The poor performance of the best models in computer vision - when tested over artworks - coupled with the lack of extensively annotated datasets for cultural heritage (CH), and the fact that artwork images depict objects and actions not captured by photographs, indicate that a CH-specific dataset would be highly valuable for this community.
DEArt was created with these challenges in mind. DEArt is a dataset for object detection and pose classification meant to be a reference for paintings between the 12th and 18th centuries. It contains more than 15,000 images, about 80% non-iconic, aligned with manual annotations for the bounding boxes identifying all instances of 69 classes as well as 12 possible poses for boxes identifying human-like objects. Of these, more than 50 classes are CH-specific and thus do not appear in other datasets; these reflect imaginary beings, symbolic entities and other categories related to art. Additionally, existing datasets do not include pose annotations. Our results show that object detectors for the CH domain can achieve a level of precision comparable to state-of-art models for generic images via transfer learning.

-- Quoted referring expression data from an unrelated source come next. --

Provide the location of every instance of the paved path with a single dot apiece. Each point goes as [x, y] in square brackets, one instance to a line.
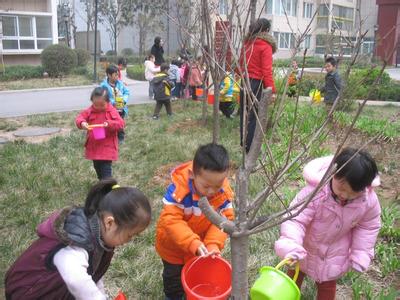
[30, 102]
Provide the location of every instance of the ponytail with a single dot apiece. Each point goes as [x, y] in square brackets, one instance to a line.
[96, 195]
[129, 206]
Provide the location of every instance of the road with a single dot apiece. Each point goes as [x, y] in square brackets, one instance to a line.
[31, 102]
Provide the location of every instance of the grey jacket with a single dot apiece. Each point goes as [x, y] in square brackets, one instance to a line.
[332, 87]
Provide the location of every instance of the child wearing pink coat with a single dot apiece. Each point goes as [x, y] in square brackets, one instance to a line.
[337, 231]
[103, 151]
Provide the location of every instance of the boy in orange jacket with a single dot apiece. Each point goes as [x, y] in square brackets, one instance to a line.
[183, 231]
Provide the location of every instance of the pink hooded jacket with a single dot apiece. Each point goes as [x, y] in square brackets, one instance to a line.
[328, 239]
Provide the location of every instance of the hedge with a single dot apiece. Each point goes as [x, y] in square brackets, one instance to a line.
[19, 72]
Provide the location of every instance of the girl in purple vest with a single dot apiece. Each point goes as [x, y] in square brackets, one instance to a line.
[75, 246]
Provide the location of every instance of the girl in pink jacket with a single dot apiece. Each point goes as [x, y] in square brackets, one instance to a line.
[337, 231]
[101, 151]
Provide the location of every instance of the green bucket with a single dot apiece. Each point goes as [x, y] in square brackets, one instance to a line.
[273, 284]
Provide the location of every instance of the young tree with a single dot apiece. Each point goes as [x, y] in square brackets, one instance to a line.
[272, 158]
[116, 14]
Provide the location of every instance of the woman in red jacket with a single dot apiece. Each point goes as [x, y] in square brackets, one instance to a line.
[258, 48]
[102, 150]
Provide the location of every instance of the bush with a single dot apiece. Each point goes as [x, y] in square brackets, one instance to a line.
[136, 72]
[83, 57]
[111, 52]
[127, 52]
[19, 72]
[58, 60]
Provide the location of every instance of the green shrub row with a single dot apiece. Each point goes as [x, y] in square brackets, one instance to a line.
[19, 72]
[136, 72]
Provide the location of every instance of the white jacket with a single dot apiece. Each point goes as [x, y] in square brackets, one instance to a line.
[150, 70]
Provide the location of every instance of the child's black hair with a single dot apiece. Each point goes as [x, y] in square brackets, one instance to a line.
[260, 25]
[331, 60]
[111, 69]
[129, 206]
[359, 171]
[164, 67]
[100, 92]
[212, 157]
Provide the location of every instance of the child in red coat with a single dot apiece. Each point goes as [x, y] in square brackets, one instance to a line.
[101, 113]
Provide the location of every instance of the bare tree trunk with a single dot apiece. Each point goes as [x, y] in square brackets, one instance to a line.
[239, 255]
[216, 126]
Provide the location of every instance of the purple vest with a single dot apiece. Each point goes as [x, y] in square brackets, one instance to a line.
[33, 275]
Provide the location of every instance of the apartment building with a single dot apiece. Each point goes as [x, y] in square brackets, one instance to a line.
[26, 28]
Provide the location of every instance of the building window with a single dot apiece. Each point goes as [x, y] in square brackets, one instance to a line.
[26, 32]
[278, 7]
[223, 7]
[307, 10]
[285, 40]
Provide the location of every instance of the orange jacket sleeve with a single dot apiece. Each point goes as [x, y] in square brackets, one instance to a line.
[178, 229]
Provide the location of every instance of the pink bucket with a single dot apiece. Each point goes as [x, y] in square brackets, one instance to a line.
[99, 133]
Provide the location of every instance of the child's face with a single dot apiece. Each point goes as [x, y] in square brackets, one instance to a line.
[343, 190]
[99, 103]
[113, 236]
[329, 67]
[112, 77]
[207, 183]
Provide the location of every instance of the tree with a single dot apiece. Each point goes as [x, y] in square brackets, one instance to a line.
[272, 159]
[116, 14]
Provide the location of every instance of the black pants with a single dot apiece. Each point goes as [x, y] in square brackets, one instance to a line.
[121, 132]
[159, 104]
[173, 289]
[252, 110]
[227, 108]
[103, 168]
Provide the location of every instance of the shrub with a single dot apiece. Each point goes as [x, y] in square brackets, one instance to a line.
[127, 52]
[58, 60]
[111, 52]
[136, 72]
[18, 72]
[83, 57]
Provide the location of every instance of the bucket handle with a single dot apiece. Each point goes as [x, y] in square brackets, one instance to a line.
[285, 262]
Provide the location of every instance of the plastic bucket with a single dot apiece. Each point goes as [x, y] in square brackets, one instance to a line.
[207, 278]
[199, 92]
[273, 284]
[99, 133]
[315, 96]
[210, 99]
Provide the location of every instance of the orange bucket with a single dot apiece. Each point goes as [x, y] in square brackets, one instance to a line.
[206, 278]
[210, 99]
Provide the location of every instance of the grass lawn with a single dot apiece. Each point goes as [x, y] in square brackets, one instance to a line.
[36, 179]
[38, 83]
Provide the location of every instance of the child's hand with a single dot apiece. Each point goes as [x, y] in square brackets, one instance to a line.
[292, 262]
[202, 251]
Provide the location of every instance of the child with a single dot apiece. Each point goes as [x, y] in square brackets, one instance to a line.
[118, 94]
[162, 91]
[195, 77]
[149, 72]
[182, 230]
[337, 231]
[174, 75]
[333, 83]
[229, 88]
[294, 77]
[76, 245]
[104, 151]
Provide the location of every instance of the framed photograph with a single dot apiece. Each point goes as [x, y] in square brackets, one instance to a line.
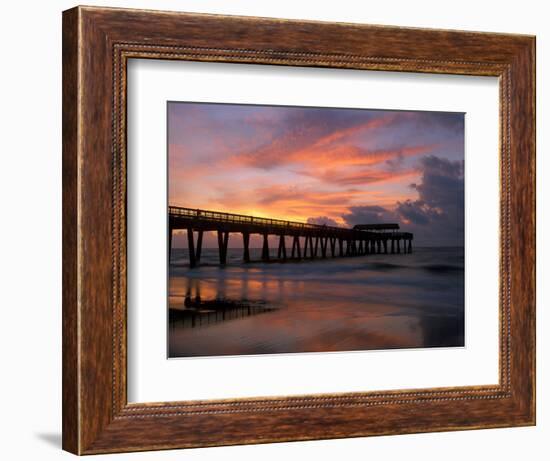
[280, 230]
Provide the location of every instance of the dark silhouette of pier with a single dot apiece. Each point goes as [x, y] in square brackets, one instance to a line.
[309, 241]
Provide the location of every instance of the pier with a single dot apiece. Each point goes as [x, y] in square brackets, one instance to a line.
[309, 241]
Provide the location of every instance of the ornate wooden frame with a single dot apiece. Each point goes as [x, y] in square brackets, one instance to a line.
[97, 43]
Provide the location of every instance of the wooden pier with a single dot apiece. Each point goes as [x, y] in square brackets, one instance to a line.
[309, 241]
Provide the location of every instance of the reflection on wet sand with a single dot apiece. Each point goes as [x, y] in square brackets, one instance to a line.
[324, 306]
[196, 312]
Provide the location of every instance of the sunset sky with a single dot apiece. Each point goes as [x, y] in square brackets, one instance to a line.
[328, 165]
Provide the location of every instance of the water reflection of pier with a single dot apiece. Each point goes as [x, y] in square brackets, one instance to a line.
[309, 241]
[197, 312]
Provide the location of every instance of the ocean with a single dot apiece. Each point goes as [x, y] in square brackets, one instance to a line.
[379, 301]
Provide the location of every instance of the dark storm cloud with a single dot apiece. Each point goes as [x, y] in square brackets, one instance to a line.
[437, 216]
[371, 214]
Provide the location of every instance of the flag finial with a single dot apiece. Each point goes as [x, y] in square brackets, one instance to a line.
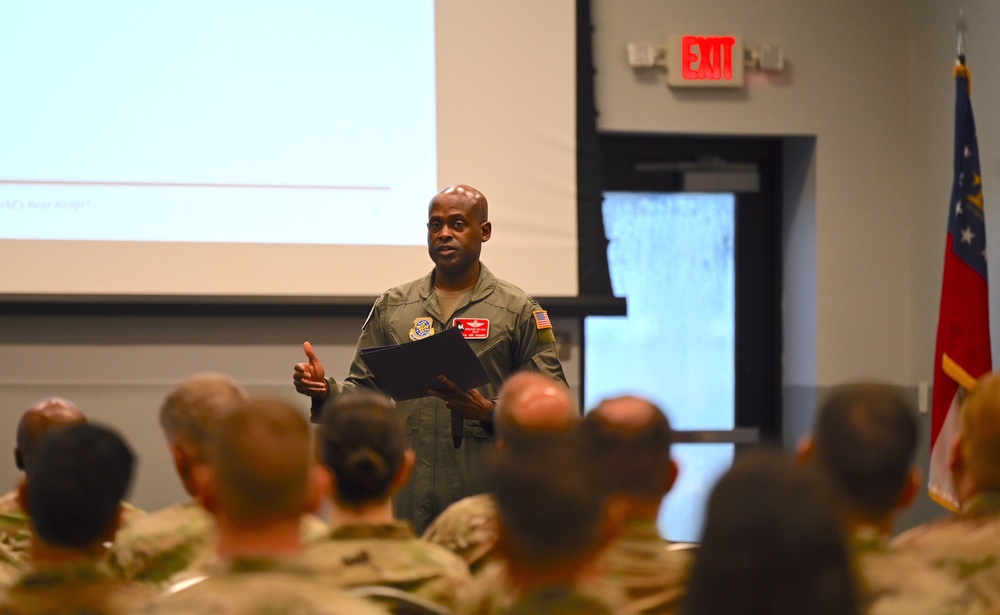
[960, 28]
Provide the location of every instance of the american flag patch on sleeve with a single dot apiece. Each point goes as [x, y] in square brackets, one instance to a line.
[542, 319]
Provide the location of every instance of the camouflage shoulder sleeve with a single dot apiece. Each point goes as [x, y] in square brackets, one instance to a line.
[467, 528]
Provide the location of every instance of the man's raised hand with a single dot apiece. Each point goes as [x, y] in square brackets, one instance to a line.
[309, 377]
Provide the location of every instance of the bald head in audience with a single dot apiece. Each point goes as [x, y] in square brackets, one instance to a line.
[532, 409]
[190, 415]
[40, 419]
[532, 403]
[633, 438]
[260, 479]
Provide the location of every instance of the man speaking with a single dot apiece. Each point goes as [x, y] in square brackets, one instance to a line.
[505, 327]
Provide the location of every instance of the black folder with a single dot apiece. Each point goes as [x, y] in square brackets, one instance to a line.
[408, 371]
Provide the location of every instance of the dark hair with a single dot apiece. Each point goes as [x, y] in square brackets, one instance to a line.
[550, 499]
[364, 440]
[865, 437]
[76, 481]
[771, 545]
[636, 452]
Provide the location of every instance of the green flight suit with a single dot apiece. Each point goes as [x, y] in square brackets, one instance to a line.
[515, 341]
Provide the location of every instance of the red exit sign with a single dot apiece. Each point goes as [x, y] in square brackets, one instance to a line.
[704, 61]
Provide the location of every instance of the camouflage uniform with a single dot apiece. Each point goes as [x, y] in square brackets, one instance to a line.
[559, 601]
[492, 593]
[640, 564]
[15, 526]
[261, 586]
[893, 584]
[79, 588]
[467, 528]
[392, 555]
[965, 547]
[518, 338]
[176, 542]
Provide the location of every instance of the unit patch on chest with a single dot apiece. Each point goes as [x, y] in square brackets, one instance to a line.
[422, 327]
[473, 328]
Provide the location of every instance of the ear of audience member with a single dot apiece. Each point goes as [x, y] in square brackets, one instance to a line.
[530, 407]
[771, 544]
[73, 489]
[631, 437]
[554, 521]
[365, 447]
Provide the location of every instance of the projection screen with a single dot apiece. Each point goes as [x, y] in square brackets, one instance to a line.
[279, 149]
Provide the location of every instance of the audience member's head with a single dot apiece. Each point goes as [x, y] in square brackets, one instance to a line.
[260, 466]
[632, 437]
[771, 544]
[530, 404]
[864, 438]
[365, 447]
[190, 416]
[552, 507]
[74, 486]
[975, 461]
[41, 418]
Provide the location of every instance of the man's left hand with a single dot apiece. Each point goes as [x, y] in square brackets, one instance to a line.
[470, 404]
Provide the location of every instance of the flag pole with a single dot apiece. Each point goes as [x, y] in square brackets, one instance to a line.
[960, 29]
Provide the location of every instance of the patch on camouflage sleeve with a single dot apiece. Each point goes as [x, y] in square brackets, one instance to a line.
[544, 327]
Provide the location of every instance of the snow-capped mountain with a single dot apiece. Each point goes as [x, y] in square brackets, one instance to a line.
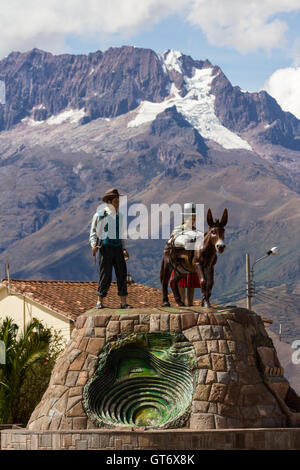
[161, 128]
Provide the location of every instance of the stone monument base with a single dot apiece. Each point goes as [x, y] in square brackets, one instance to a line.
[140, 439]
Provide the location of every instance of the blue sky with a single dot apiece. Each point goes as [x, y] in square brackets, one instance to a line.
[248, 70]
[250, 41]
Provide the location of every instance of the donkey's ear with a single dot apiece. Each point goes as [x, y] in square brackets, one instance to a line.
[224, 218]
[209, 218]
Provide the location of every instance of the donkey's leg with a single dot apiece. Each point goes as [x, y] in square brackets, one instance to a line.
[166, 274]
[203, 285]
[208, 286]
[210, 283]
[175, 290]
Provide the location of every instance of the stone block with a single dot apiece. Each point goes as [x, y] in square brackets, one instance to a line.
[202, 421]
[250, 395]
[217, 332]
[80, 321]
[60, 405]
[223, 348]
[280, 388]
[73, 354]
[211, 377]
[59, 374]
[218, 392]
[212, 346]
[95, 345]
[175, 322]
[188, 320]
[212, 319]
[154, 323]
[126, 326]
[82, 378]
[78, 362]
[144, 318]
[141, 328]
[76, 410]
[100, 332]
[83, 343]
[221, 422]
[164, 322]
[265, 410]
[192, 334]
[102, 320]
[202, 319]
[202, 376]
[80, 423]
[218, 362]
[228, 334]
[223, 377]
[203, 362]
[81, 444]
[112, 329]
[200, 406]
[238, 331]
[212, 408]
[205, 332]
[72, 401]
[249, 412]
[231, 346]
[71, 378]
[202, 392]
[200, 347]
[232, 395]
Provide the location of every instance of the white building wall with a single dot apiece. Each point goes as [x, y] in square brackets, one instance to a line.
[22, 309]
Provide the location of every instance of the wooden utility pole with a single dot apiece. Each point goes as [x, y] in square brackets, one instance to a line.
[248, 281]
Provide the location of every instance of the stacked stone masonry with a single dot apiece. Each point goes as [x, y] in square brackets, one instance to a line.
[231, 389]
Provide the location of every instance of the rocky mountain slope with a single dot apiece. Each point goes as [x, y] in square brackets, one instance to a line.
[163, 129]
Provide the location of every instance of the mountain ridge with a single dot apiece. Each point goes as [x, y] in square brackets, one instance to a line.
[57, 162]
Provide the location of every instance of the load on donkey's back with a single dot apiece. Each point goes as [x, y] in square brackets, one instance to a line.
[192, 252]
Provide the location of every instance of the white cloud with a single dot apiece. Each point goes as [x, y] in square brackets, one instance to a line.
[283, 85]
[49, 24]
[245, 26]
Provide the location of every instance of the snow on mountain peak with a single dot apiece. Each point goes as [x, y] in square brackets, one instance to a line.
[170, 60]
[197, 107]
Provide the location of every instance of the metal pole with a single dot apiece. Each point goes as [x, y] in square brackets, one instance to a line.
[248, 281]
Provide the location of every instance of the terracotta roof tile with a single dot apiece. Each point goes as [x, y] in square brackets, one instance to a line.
[72, 298]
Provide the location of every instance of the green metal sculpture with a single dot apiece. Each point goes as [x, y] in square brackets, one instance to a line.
[144, 379]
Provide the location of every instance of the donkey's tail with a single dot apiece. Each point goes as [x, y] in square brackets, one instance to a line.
[162, 269]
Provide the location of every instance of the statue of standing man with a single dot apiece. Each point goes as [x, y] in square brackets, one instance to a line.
[105, 237]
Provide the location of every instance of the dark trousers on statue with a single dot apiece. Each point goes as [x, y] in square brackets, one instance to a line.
[112, 257]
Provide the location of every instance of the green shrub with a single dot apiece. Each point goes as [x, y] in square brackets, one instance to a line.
[30, 358]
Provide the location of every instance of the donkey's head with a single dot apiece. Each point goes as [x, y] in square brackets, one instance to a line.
[216, 230]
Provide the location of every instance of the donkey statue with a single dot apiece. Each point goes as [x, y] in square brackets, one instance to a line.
[200, 260]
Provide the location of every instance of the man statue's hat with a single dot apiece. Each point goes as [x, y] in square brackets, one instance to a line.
[189, 208]
[110, 194]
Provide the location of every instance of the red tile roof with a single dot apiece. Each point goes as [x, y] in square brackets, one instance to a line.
[72, 298]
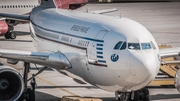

We are extending the annotations of DEArt with descriptions of the visual content for the images. To train a good description generation model, we are requiring each image to have 4-5 descriptions. This annotation set is being updated through a still-ongoing crowdsourcing campaign on the Zooniverse platform. Through this campaign, more than 6,000 images have been fully annotated with 4 or 5 descriptions. SGoaB will continue running this campaign at least until the 7,543 images uploaded on the platform are fully annotated.